ABSTRACT

Christmas carols floats through the chilly December air in the remote village of Cizhong, on the Yunnan border with Tibet. The Christmas Eve Mass signals the start of a two-day festivity that includes communal dancing, feasting, drinking, and other forms of merry-making. Tibetans comprise the majority of the Cizhong Catholic community, while the Naxi, Nu, and Han make up the rest. The Mass tonight is attended not only by the locals; in the church are around twenty domestic and foreign tourists, and a number of officials from the Diqing Prefecture’s Cultural Bureau. Some of these visitors are walking through the church to find good vantage points for taking pictures, while others mingle with the villagers seated at the pews listening to the priest’s sermon.
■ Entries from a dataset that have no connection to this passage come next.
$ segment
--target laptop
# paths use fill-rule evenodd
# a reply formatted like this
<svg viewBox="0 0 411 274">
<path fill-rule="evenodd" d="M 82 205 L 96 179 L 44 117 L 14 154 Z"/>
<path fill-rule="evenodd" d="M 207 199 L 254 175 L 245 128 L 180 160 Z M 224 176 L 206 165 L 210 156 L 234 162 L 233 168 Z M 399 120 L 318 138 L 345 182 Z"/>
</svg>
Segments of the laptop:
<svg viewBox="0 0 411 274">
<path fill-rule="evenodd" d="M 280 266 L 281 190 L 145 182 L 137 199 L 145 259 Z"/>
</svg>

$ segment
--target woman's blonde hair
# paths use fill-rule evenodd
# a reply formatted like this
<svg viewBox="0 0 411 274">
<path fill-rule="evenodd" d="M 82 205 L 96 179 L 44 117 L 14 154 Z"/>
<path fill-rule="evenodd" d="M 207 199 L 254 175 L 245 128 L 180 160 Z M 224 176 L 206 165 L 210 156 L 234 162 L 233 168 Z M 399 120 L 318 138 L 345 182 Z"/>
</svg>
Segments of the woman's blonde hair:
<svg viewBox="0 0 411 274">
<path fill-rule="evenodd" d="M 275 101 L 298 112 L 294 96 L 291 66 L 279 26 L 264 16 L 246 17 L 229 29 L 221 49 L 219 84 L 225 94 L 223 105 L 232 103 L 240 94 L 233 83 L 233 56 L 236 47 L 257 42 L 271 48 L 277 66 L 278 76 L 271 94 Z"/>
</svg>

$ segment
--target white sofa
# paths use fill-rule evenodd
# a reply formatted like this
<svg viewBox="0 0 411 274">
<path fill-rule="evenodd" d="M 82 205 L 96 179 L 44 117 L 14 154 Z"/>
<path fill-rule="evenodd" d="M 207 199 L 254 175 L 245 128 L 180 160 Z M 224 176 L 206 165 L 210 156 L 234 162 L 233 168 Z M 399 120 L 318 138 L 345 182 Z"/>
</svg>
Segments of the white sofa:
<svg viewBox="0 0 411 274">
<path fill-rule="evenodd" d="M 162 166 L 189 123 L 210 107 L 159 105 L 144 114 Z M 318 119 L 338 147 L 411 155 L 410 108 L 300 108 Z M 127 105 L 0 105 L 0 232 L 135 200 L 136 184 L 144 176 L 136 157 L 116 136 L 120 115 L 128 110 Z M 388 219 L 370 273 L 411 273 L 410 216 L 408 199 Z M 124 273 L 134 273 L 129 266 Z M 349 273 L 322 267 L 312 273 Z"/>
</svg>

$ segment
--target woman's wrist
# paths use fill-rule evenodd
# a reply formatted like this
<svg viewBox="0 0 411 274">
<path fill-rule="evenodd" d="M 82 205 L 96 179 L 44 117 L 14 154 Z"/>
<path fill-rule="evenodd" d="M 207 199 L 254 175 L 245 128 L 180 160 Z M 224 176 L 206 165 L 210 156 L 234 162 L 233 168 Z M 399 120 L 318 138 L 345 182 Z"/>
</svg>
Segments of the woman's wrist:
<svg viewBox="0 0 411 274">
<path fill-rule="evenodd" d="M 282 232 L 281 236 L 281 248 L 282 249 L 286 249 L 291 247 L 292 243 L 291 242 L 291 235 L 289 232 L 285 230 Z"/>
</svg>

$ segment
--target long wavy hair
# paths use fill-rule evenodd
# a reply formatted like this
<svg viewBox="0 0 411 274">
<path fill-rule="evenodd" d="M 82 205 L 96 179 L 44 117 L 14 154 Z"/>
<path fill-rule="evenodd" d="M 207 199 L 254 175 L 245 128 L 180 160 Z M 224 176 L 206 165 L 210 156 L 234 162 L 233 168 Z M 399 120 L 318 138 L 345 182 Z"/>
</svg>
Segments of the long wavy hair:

The priest celebrating this year’s Christmas Eve Mass is from the church in city of Dali which belongs to the ‘official’ Patriotic Church. However, the Tibetan priest who often visits Cizhong and neighbouring villages is not present. He does not belong to any state-recognised diocese, and neither does he acknowledge the authority of the Bishop of Kunming since the latter’s consecration has not been approved by the Vatican. Most villagers do not really care about the distinction between the ‘official’ and ‘underground’ church. What is most important is that they are allowed to practice their faith in their everyday life, a faith which was first brought to this part of China by French and Swiss missionaries toward the end of the nineteenth century. Many villagers are happy that a priest is there to celebrate Mass in their century-old church on Christmas Eve. And as the priest holds up the Eucharist, Cizhong Catholics focus their attention on the wafer that is the Body of Christ, at that particular moment in unison of devotion with millions of Catholics throughout China and other parts of the world.